I also was conscious of my thoughts since I was aware of how my stress levels can affect the developing baby. I tried to decipher gas pains from baby movements (I still can’t. Babies feel like gas and gas feels like babies. I don’t know who’s who). Even though I didn’t always “feel” the zygote/embryo/fetus growing within me, I was always aware of the presence of whomever was developing within me. I became intimately aware of the location of all the bathrooms within the tri-state area since someone thought that putting a uterus and a bladder in the same general area was a good idea. Thankfully, I had no morning sickness or really any serious cravings. I had a pretty uneventful pregnancy. Healthy and on target for all of my milestones, I couldn’t have asked for more.
After 40 weeks of patiently waiting, I was ready for this baby to experience life on the outside. I went into labor the day of my due date. That, itself, was rather uneventful. I began experiencing crampy pains but since I have painful cramps usually I didn’t think much of it. Everyone told me when I went into labor “you will know!!”. But I didn’t. I went to Costco and was walking around and decided to call my Dr. They figured it would be best to get checked out so we went to the Johns Hopkins. Upon arrival, they saw that I was 5 centimeters dilated and admitted me right away. I kept having cramps, but they were never regular (like people say they are supposed to be). The nurses were amazed (and concerned) that I wasn’t really uncomfortable or in pain. I learned that I have an abnormally high pain tolerance. Finally after a couple of near misses and with the help of a vacuum, 37 hours later, he came out, all 8lbs.9oz. of him.

He came out just like this: bear suit, waving, and all (not really)

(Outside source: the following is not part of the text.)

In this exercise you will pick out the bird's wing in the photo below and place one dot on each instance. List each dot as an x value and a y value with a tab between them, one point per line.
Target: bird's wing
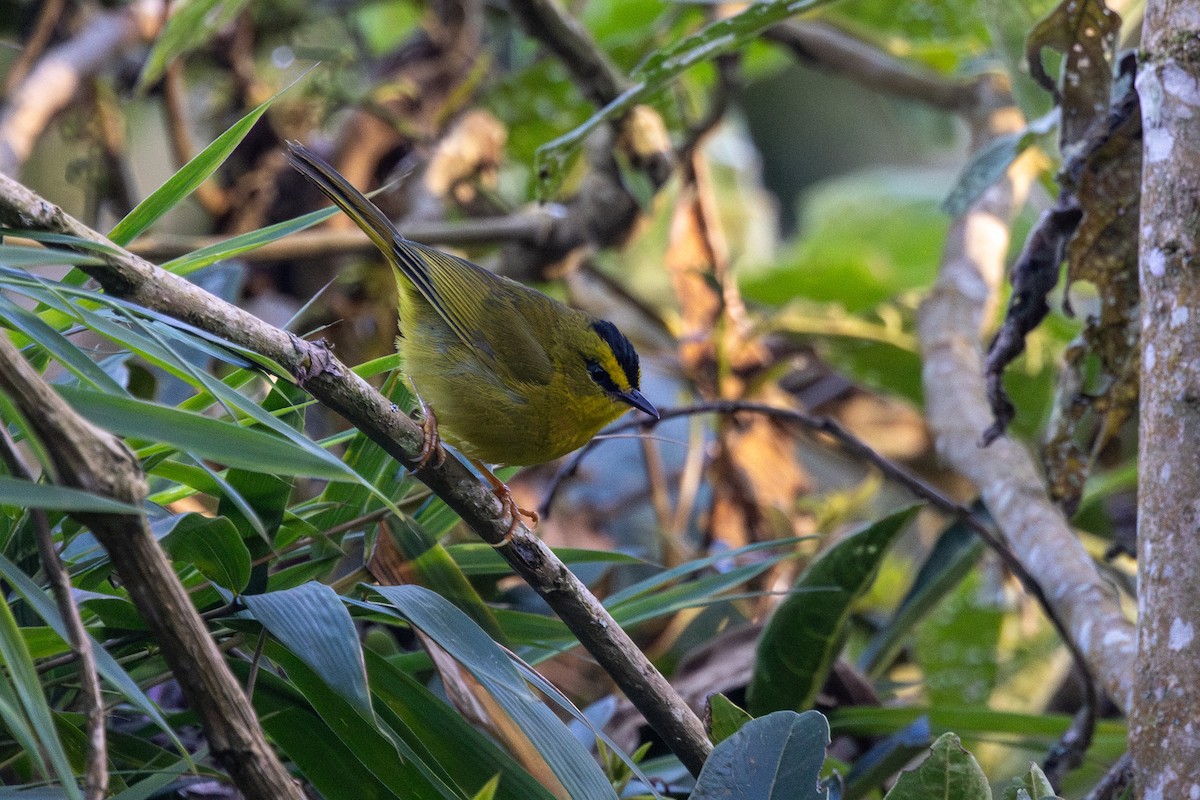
489	313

My body tore open (sorry for the mental picture but that’s what happens and nobody tells you that). TV and movies tell me I was supposed to be overjoyed with love and happiness but since I had no medication during labor and I also had not eaten after being admitted to the hospital, I was delirious and exhausted. I could barely manage to move one foot in front of the other to walk. I was looking forward to just resting and letting my husband take over care while I recovered for a while but my husband lacks boobs so I had to keep mine on the ready. They had to be functioning and healthy but no one told me how intense that would be. I thought the painful part of child rearing had concluded but I was mistaken. Your breasts will continue to swell after birth in preparation for breastfeeding. Breastfeeding is extremely difficult. And really painful to get started, but nobody tells you about that either but THAT, my friends, is a story for another day (or you can read about it on another blog post here).
Being pregnant was the most surreal, out of body yet still in my body, experience I’ve ever had. I cannot describe to you how strange it felt to feel so disconnected from my body. It wasn’t just mine anymore. I was the mother ship for this developing alien, who was completely and totally reliant and dependent upon me and my decisions to ensure that “it” would develop and reach its full potential. A pregnant body is one of the most unruly bodies there is.